FeatureSnowflakeDatabricks
Core ArchitectureCloud Data WarehouseLakehouse (Delta Lake)
Primary LanguageSQLSQL, Python, Scala, R
ML/AI CapabilitiesLimited (Snowpark ML)Excellent (MLflow, AutoML)
Data EngineeringGoodExcellent
BI/AnalyticsExcellentGood
Open FormatProprietary + Iceberg supportDelta Lake (open)
StreamingLimited (Snowpipe, Dynamic Tables)Excellent (Spark Streaming)
GovernanceStrongStrong (Unity Catalog)
Ease of UseExcellent (SQL-first)Moderate (more flexible)
Multi-cloudYesYes

Pricing

Snowflake

  • Model: Credit-based consumption
  • Compute: $2-4+ per credit (varies by edition/cloud)
  • Storage: ~$23/TB/month
  • Free Trial: 30 days, $400 credits
  • Note: Easy to understand but can get expensive at scale

Databricks

  • Model: DBU (Databricks Unit) consumption
  • Compute: $0.07-0.55+ per DBU (varies by workload type)
  • Storage: Cloud provider rates (your S3/ADLS/GCS)
  • Free Trial: 14 days
  • Note: More complex pricing but potentially cheaper at scale

Best For

Choose Snowflake if:

  • You're primarily doing SQL analytics and BI
  • You want minimal operational overhead
  • Your team is SQL-first (analysts, analytics engineers)
  • You need simple, predictable pricing
  • Data sharing is important to your business
  • You want the easiest onboarding experience

Choose Databricks if:

  • You're doing significant ML/AI work
  • You need advanced data engineering (Spark)
  • Your team includes data scientists and ML engineers
  • You want open formats (avoid lock-in)
  • You have streaming use cases
  • You want a unified platform for all data workloads

Pros & Cons

Snowflake

Pros:

  • Best-in-class ease of use
  • True zero maintenance
  • Excellent SQL performance
  • Data Marketplace ecosystem
  • Simple to understand pricing
  • Great for BI workloads

Cons:

  • Premium pricing (most expensive)
  • Limited ML capabilities
  • Proprietary format (though Iceberg support added)
  • Less flexible for non-SQL workloads
  • Snowpark still maturing

Databricks

Pros:

  • Excellent for ML/AI workloads
  • Open source foundation (Spark, Delta Lake)
  • Unified platform for all data work
  • Potentially cheaper at scale
  • Great streaming support
  • Strong governance (Unity Catalog)

Cons:

  • Steeper learning curve
  • More operational complexity
  • Complex pricing model
  • BI experience less polished
  • Requires more expertise to optimize

Architecture Differences

Snowflake: Cloud Data Warehouse

  • Data stored in proprietary format
  • Separation of storage and compute
  • Query optimization handled automatically
  • Scaling is transparent

Databricks: Lakehouse

  • Data stored in open Delta Lake format on your cloud storage
  • You own the underlying data
  • More control over compute clusters
  • Can access data outside Databricks

Integration Ecosystem

Both integrate well with the modern data stack:

  • dbt: Both have excellent dbt support
  • ETL: Both work with Fivetran, Airbyte, etc.
  • BI: Both connect to Looker, Tableau, etc.
  • Orchestration: Both work with Airflow, Dagster, etc.

Verdict

For analytics-first teams: Snowflake's ease of use and SQL focus make it the better choice for teams primarily doing BI and analytics.

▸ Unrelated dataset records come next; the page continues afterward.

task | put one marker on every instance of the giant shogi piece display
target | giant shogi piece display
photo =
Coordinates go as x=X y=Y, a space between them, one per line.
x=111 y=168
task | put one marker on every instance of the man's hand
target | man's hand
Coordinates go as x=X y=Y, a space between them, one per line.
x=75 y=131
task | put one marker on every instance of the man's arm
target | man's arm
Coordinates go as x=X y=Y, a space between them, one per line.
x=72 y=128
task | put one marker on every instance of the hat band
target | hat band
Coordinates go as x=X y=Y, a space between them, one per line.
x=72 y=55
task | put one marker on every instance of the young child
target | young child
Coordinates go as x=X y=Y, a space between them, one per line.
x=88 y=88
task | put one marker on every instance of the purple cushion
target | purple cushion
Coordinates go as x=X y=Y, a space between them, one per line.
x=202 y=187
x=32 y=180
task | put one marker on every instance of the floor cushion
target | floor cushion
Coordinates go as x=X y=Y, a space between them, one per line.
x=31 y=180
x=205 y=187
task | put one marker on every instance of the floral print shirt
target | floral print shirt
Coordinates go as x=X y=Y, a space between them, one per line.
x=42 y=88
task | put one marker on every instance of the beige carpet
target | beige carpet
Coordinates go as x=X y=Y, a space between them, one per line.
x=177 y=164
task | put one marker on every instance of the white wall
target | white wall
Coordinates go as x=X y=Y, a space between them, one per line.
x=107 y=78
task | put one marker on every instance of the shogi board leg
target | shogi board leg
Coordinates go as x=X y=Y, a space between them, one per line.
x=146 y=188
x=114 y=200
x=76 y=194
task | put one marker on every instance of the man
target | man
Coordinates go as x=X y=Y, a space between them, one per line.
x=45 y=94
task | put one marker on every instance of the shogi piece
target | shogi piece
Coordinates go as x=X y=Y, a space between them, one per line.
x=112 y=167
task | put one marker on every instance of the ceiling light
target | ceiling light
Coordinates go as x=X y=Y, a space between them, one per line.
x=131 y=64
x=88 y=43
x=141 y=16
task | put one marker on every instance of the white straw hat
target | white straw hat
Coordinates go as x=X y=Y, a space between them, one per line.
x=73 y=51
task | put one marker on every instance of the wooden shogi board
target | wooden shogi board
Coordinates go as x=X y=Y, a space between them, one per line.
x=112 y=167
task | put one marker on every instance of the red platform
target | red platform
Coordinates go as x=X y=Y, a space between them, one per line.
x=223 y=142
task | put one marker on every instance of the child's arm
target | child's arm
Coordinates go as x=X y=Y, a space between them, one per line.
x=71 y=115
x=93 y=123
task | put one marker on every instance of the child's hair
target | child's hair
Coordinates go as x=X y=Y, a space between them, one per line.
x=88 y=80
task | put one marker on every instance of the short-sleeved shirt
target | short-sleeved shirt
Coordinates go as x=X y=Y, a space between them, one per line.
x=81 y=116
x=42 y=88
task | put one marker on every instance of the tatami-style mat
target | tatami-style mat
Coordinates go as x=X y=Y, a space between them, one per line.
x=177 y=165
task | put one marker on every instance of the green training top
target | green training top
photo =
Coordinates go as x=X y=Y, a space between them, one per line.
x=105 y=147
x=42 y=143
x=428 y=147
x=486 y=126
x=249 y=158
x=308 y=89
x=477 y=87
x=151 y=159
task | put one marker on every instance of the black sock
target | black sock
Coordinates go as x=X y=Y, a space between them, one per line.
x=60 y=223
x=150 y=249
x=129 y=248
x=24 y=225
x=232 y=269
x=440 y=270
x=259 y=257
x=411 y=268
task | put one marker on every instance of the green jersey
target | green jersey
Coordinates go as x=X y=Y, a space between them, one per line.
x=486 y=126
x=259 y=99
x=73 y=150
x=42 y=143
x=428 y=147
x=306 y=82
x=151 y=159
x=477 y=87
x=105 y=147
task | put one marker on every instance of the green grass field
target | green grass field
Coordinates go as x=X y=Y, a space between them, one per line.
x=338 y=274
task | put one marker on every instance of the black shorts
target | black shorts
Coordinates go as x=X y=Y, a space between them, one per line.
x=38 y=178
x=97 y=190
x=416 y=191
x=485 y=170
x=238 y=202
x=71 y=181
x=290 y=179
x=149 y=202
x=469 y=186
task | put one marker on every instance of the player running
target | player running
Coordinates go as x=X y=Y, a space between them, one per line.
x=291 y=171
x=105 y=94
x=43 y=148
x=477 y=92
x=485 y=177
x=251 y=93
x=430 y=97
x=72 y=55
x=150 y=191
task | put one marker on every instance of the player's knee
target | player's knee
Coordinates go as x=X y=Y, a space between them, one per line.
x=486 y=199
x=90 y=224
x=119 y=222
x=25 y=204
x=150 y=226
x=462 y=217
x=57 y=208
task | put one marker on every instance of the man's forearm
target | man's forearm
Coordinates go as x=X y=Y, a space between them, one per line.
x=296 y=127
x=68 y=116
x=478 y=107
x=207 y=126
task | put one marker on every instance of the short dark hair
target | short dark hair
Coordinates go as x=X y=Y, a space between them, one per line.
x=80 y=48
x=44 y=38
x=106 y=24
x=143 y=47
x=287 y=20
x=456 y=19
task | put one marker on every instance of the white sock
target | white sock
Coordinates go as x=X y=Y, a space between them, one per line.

For ML-heavy teams: Databricks' unified platform and MLflow integration make it better for teams doing significant ML work.

For future flexibility: Databricks' open format approach reduces lock-in, while Snowflake's growing Iceberg support bridges the gap.

Many organizations use both: Snowflake for BI/analytics, Databricks for ML/data science. The "vs" is increasingly becoming "and."